Yes.
Being left to scream myself to sleep, standing in my cot desperate for someone to come, even if it meant they yelled at me or smacked me.
Left in the backs of cars to sleep, left home alone (with my younger sister) from the age of 6 upwards with next door listening through an intercom. Whilst it was a semi and they were the other side of a wall, it was also a 3storey victorian job, 5 beds and a cellar so much scope for a kid to be way out of range of the intercom.
Left in a rented home at just turned 16, mother was sectioned following a suicide attempt - her then boyfriend called an ambulance, she was packed into it.. and he fucked off home (which was 200 miles away) and left me there.
Six weeks. I lived on the £20 a week I got for minding a dog each day, and what was in the cupboards (I assume rent and bills were on direct debits) but the owners then went on holiday for a month and took the dog so that ended after week two..
A friends parent sussed something wasn't right but clearly didn't want to get that involved, she dropped off a bag of shopping once, which was kind of her.
I was still working at a local youth club, running the tuck bar so I started nicking a couple of quid out of the till and going to the chip shop so I could have a hot meal.
I did tell my Dad (also 200 miles away) but I dunno if he didn't grasp the severity of the situation or just couldn't handle it, or possibly I played it down as he didn't do anything for another four weeks, when he eventually came to get me.

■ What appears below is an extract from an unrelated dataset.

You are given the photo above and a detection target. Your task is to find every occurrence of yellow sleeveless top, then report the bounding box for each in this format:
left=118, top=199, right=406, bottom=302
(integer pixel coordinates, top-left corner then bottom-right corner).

I don't know why, to this day, I didn't actually tell someone, I had people I could have told - friends of family, youth club leaders, there definitely were options. I think I had already learned at that point that what would likely result is everyone being very concerned and upset... but no actual action. I was also terrified of the local kids home where another friend ended up at a similar age so that might be why.